Big Data Analytics Talent is Just Waiting to be Tapped

Last year, data analytics guru Tom Davenport dismissed the notion that there’s a shortage of data scientist skills. Yes, they were, at one point, as “rare as vegetarian dogs.” Lately, however, while “there may not be a glut of data scientists, but they are much easier to find and hire than they used to be. If you can offer only a decent salary, you’ll probably be OK. And even the most traditional business can hire them these days.”

He observes that there are now more than 100 degree programs across the United States, and, contrary to perceptions, a master’s degree – not a Ph.D. – will suffice. Often, corporate training can bring people up to speed with essential skills. “In short, there is no excuse for not building a data science capability,” Davenport says.

There is also a need to separate the roles involved in managing and preparing data analytics – which can be divided into two broad categories: data science or data engineering. Aashu Virmani, chief marketing officer at in-database analytics software company Fuzzy Logix, recently explored these distinctions with Adrian Bridgwater in a recent Forbes article. “In the most simple of terms, data engineers worry about data infrastructure while data scientists are all about analysis,” Virmani states.

Virmani also explored the qualities that make a good data scientist or good data engineer. Data scientists, Virmani says, “may not have a ton of programming experience but their understanding of one or more analytics frameworks is essential.” He also says that a large part of their role is hypothesis testing, but the key is letting the data tell its own story. “Visualizing the data is just as important as being a good statistician, so the effective data scientist will have knowledge of some visualization tools and frameworks,” he explains, adding that “the best data scientists have a restless curiosity which compels them to try and fail in the process of knowledge discovery.”

Data engineers, on the other hand, need to understand database technology and leading database brands, Virmani says. “In addition to knowing the database technology, the data engineer has an idea of the data schema and organization – how their company’s data is structured, so he or she can put together the right data sets from the right sources for the scientist to explore.”

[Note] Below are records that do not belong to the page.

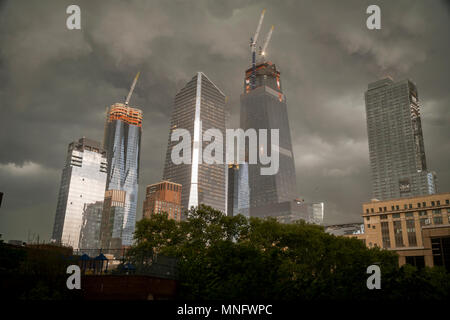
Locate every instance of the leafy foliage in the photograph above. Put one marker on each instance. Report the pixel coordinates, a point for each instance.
(221, 257)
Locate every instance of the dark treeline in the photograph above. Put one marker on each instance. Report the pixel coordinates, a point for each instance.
(236, 258)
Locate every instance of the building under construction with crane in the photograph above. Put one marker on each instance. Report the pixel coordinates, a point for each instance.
(263, 106)
(122, 141)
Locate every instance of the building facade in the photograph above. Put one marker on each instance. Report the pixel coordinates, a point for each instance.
(264, 107)
(198, 106)
(417, 228)
(312, 211)
(90, 228)
(238, 192)
(396, 147)
(82, 185)
(164, 196)
(122, 141)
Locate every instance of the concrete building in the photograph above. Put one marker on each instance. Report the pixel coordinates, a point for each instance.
(396, 146)
(122, 142)
(238, 197)
(90, 228)
(313, 212)
(417, 228)
(82, 184)
(164, 196)
(112, 221)
(263, 106)
(198, 106)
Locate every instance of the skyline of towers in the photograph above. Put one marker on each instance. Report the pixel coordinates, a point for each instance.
(83, 182)
(198, 106)
(122, 141)
(396, 147)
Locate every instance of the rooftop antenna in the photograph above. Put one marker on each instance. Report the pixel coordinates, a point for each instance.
(253, 48)
(127, 100)
(266, 42)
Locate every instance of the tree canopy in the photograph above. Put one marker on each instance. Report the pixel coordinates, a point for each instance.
(221, 257)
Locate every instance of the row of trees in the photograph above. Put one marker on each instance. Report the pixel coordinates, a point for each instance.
(221, 257)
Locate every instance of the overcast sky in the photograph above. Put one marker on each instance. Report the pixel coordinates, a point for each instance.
(55, 85)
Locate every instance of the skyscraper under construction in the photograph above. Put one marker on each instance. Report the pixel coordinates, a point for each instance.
(122, 142)
(263, 106)
(198, 106)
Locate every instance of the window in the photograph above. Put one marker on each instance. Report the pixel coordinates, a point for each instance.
(424, 221)
(411, 230)
(417, 261)
(398, 234)
(437, 220)
(385, 235)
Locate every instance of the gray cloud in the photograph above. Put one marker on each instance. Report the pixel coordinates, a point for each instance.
(56, 83)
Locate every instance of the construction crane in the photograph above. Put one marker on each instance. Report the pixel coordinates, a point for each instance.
(127, 100)
(253, 48)
(266, 42)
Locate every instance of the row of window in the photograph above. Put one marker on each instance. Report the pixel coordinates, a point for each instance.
(410, 231)
(408, 206)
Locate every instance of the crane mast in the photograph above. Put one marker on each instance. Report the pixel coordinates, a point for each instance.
(253, 48)
(127, 100)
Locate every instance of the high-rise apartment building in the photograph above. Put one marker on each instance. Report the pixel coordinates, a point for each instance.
(82, 185)
(198, 106)
(164, 196)
(312, 211)
(396, 147)
(263, 106)
(122, 142)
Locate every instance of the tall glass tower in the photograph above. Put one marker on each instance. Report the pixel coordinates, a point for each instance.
(396, 147)
(122, 143)
(198, 106)
(263, 106)
(82, 186)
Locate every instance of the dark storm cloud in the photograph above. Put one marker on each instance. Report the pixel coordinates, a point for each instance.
(56, 83)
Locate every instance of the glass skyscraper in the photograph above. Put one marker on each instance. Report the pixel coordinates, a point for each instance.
(122, 143)
(263, 106)
(82, 186)
(198, 106)
(396, 147)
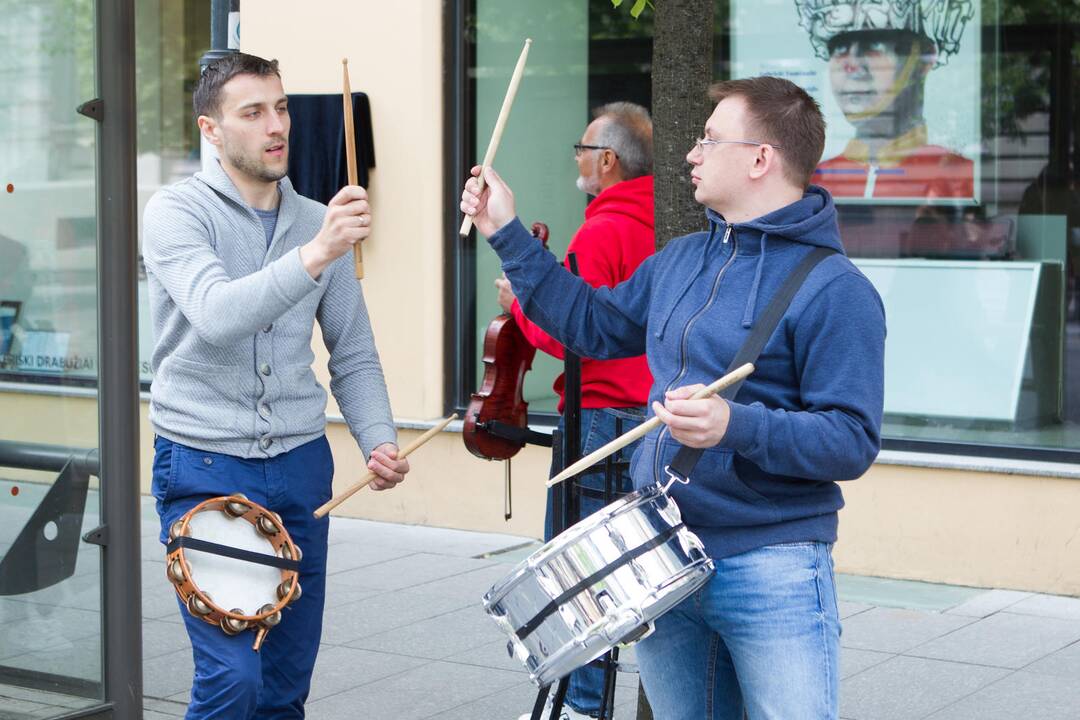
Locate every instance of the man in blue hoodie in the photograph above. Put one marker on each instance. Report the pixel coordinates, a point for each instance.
(763, 636)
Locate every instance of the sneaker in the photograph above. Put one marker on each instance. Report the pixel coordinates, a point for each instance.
(567, 714)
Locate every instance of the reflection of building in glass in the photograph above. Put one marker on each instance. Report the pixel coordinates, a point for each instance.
(879, 53)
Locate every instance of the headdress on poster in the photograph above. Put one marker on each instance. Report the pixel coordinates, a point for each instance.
(942, 21)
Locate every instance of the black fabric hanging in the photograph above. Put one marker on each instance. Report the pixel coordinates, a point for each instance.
(685, 460)
(316, 163)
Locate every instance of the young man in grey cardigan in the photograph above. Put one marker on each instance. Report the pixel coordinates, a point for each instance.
(239, 268)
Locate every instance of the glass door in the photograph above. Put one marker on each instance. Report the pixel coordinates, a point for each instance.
(51, 579)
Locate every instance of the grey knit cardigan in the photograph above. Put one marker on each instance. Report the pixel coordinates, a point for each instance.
(232, 325)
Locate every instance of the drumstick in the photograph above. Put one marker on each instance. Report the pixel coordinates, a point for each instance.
(350, 158)
(499, 125)
(643, 430)
(364, 481)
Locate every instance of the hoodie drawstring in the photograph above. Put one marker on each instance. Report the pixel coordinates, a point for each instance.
(752, 300)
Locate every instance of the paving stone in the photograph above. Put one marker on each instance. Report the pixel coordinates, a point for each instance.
(162, 638)
(407, 571)
(164, 707)
(338, 669)
(1002, 640)
(48, 626)
(914, 595)
(461, 543)
(895, 630)
(153, 715)
(908, 688)
(988, 602)
(489, 654)
(418, 693)
(1020, 695)
(1064, 663)
(350, 555)
(468, 587)
(1049, 606)
(853, 662)
(436, 638)
(847, 609)
(77, 659)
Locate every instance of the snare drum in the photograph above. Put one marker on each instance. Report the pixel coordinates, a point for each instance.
(233, 565)
(598, 584)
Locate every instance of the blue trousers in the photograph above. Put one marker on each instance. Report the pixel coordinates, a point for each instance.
(598, 426)
(232, 680)
(763, 637)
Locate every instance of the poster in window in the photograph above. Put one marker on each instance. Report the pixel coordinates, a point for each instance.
(898, 80)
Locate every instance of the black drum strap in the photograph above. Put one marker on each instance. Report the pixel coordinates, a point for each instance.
(234, 553)
(527, 629)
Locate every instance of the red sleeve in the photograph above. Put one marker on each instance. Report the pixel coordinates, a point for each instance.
(596, 247)
(536, 337)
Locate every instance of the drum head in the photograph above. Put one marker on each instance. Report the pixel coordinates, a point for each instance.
(232, 583)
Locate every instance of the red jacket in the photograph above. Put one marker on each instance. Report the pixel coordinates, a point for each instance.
(615, 239)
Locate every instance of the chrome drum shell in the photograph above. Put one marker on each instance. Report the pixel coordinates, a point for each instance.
(616, 571)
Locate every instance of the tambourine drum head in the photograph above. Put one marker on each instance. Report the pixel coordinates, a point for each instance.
(617, 571)
(232, 583)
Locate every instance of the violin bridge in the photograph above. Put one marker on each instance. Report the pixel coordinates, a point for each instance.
(507, 491)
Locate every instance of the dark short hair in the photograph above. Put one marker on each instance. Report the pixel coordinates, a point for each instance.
(904, 42)
(629, 132)
(784, 114)
(206, 98)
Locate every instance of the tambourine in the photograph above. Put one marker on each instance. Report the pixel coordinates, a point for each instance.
(233, 565)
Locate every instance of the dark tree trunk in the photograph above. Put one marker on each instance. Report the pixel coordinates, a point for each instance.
(682, 72)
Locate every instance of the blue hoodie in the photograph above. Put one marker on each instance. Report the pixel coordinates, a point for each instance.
(811, 412)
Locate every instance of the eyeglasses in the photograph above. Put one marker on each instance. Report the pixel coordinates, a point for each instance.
(702, 141)
(578, 149)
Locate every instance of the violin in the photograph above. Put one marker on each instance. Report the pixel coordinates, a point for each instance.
(496, 422)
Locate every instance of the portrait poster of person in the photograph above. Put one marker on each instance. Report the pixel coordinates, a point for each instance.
(898, 80)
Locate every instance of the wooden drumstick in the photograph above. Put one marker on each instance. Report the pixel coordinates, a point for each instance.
(643, 430)
(499, 125)
(350, 158)
(364, 481)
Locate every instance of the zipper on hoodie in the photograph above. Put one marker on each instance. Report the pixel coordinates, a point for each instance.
(684, 350)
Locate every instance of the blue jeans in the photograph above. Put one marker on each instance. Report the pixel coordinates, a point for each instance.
(232, 680)
(763, 637)
(585, 688)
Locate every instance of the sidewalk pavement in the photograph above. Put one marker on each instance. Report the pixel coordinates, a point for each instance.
(405, 637)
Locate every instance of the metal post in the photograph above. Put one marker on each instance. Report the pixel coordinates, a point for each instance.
(118, 380)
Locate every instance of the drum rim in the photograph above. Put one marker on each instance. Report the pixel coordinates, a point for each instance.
(559, 542)
(287, 575)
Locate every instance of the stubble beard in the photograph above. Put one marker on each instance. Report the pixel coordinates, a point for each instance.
(255, 167)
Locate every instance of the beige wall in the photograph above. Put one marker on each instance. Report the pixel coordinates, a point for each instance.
(975, 528)
(968, 528)
(394, 51)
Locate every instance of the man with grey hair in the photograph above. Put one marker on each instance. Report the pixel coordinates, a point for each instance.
(615, 164)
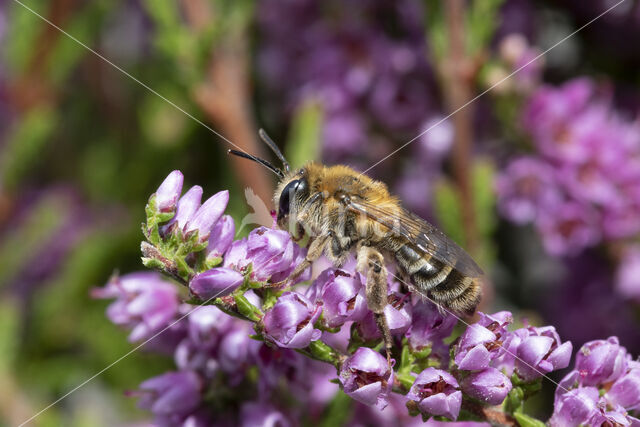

Most importantly, the two sides need to work together – collaboration is essential. “A data scientist is typically someone with a math and probability background, who also knows how to program,” says Jesse Anderson advocates in a separate article. “Data scientists are often familiar with big data technologies, in order to run algorithms at scale. A data science team is multidisciplinary, just like a data engineering team. The role of data engineer typically requires a strong background in programming and distributed systems, whereas the role of a data scientist typically requires a stronger background in math, analysis, and probabilities.”

Data scientists, he continues, “aren’t just there to just make equations and throw them over the fence to the data engineering team—data scientists need to have some level of programming. If the throw-it-over-the-fence scenario becomes the perception or reality, there can be a great deal of animosity between the teams.”

The key is in today’s organizations, there is a kaleidoscope of skills. The challenge is to match and align them in a way that the business moves forward.